Because of the vast amounts of rock that seem to litter every natural part of Palestine the rally was more spread out but still there was a feeling that people weren't racing. The fact that we couldn't see soldiers probably also calmed the rally.

When we got to the top of the hill the dirt was being held down by military blankets to make it easier to cement a road there in the future. The villagers burnt the blankets and started pushing stones into the middle of the road as a way of trying to cost the occupation and as a form of symbolic resistance (pictured below).

Once on the top of the hill there were prepared speeches by Bassam Al Salhi, Secretary General of the Palestinian People Party and Fateh member Moheeb Awwad, a newly elected member of the Palestinian legislative council.

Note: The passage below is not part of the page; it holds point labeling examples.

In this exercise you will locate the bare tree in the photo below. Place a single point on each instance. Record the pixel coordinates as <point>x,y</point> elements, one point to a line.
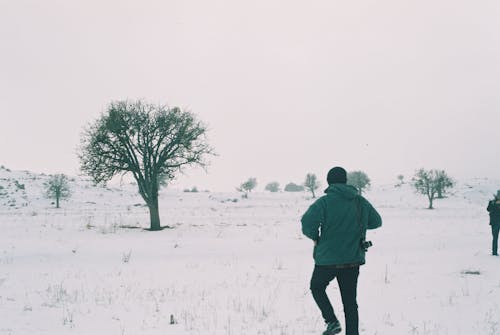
<point>428,182</point>
<point>358,179</point>
<point>152,142</point>
<point>444,182</point>
<point>401,180</point>
<point>311,183</point>
<point>273,186</point>
<point>57,188</point>
<point>247,186</point>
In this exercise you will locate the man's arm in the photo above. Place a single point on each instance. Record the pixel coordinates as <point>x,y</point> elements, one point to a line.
<point>490,206</point>
<point>311,221</point>
<point>374,219</point>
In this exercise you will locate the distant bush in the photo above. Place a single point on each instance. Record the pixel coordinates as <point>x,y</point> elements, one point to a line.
<point>311,183</point>
<point>432,183</point>
<point>358,179</point>
<point>57,188</point>
<point>292,187</point>
<point>273,186</point>
<point>19,185</point>
<point>247,186</point>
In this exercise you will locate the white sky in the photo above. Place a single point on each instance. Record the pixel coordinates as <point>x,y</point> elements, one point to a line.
<point>286,87</point>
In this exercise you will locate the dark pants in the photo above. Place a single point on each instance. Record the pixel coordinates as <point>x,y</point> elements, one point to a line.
<point>347,279</point>
<point>495,228</point>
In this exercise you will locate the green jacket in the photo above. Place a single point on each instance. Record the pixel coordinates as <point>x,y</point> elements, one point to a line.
<point>338,222</point>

Both of them talked about the need for the various Palestinian factions to unite and continue to work together against the occupation.

Al Salhi made a special point of acknowledging the Internationals that were there and how the actions of their governments and media should not reflect badly on them or other people from their countries that may not share their governments views (he was primarily talking about the anti-Islamic cartoon). After the speeches were over as a united group we moved to confront the wall itself.

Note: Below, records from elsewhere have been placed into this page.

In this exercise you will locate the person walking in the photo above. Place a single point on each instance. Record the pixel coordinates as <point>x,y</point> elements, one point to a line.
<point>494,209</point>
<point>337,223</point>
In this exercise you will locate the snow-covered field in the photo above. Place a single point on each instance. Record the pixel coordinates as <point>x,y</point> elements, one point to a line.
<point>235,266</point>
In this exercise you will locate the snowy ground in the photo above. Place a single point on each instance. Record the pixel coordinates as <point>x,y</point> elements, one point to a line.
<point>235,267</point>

He also pointed out that the day Feb. 10 was the anniversary of the PPP or at least the latest version of the PPP and they wanted to mark the day with this important demonstration. The seem to have an activist focus as well as their NGO focus (if not an ideological one), I just hope it is a constant thing that is not limited to their anniversary celebrations.

The protest was quickly confronted by an Israeli Hummer Vehicle. Unlike the rallies in Bil'in where stone throwing was a small group of young men dispersed over a large area vs an infinite number of soldiers (hiding in reserve), here about 40 young people pushing back one Israeli armored car (and it worked). The terrain changed the dynamic of the stone throwing because of the height advantage, it is harder to scare the demo into running in multiple directions. The army started sending out individual soldiers and fired warning shots into the air. We left the rally area as a group in a more organised fashion then what I had seen in Bil'in before going over to the Youth Union centre to discuss how we continue the campaign.